Элин метнула на Тору ненавидящий взгляд.

— Мама яростно отрицала факт кровосмешения, а для меня ее слова — лучшее доказательство. У меня нет и тени сомнения, что она говорила чистую правду. — Она снова поджала губы. — Не вижу смысла продолжать наш разговор. Если у вас больше ничего нет, думаю, нам лучше попрощаться.

— Прошу прощения, — заспешила Тора, боясь, что ее сейчас же выставят. — Я, безусловно, вам верю! — И в отчаянии переметнулась на другой предмет. — Вы не в курсе, по какой причине ваш дедушка рассорился со своим братом? Насколько мне известно, они не общались несколько лет.

Поскольку Элин еще не пришла в себя после приступа гнева, нить разговора перехватил Бёркур.

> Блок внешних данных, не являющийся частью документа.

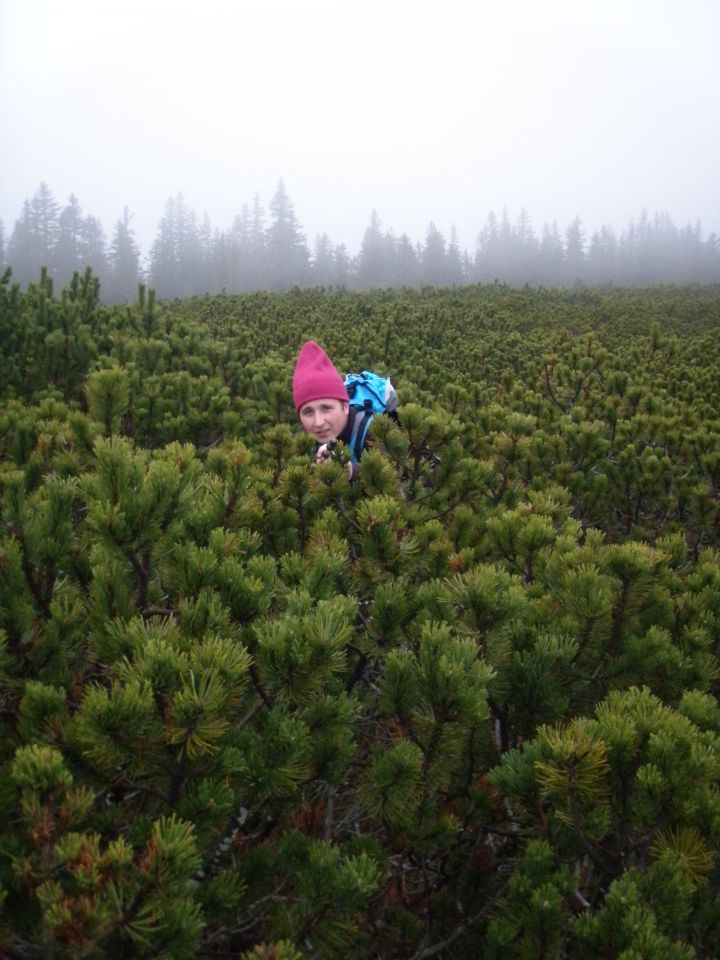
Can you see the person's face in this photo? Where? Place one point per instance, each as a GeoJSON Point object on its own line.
{"type": "Point", "coordinates": [324, 419]}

— Они поссорились из-за жен. Сначала те поскандалили, потом к ним присоединились мужчины. Причину ссоры, возникшей между бабушкой и ее невесткой, наверное, уже никто не помнит, но, по-видимому, раны были нанесены достаточно серьезные. Разрыв между братьями продолжался и после смерти жен. Семейка наша всегда считалась упрямой, скандальной и злопамятной.

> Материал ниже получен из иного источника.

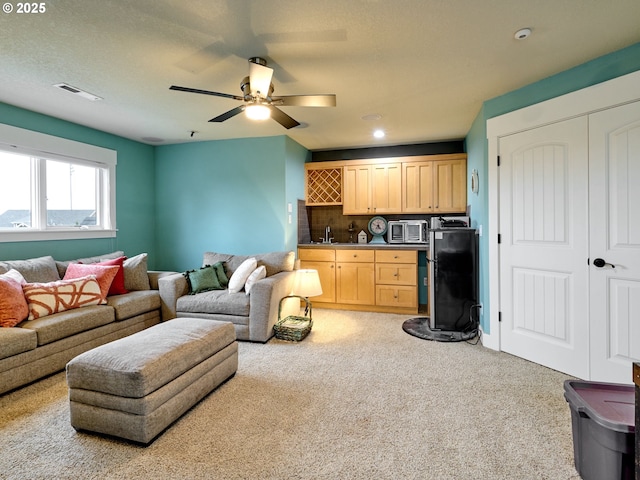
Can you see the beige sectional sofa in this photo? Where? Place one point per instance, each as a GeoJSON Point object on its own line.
{"type": "Point", "coordinates": [38, 347]}
{"type": "Point", "coordinates": [253, 314]}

В разговор опять вступила Элин:

— Как рассказывала мне мать, у нашей бабушки Криструн умер ребенок и она с горя обвинила невестку, что та якобы его убила. Обвинение было явным вымыслом. Ребенок простудился и долго болел, но с тех пор психическое состояние бабушки стало постепенно ухудшаться. Бьярни счел обвинения против жены оскорбительными для себя, они с дедушкой крупно поругались, но незадолго до смерти Бьярни все-таки помирились. Во всяком случае, брат ухаживал за дедушкой, лечил его, приносил продукты. Другие нашу ферму обходили стороной, боясь заразиться.

Тора кивнула.

— Не припомните, не случалось ли на какой-либо из ферм пожаров? — спросила она, вызывая в памяти рисунок горящего дома, найденный в детской спальне в «Креппе».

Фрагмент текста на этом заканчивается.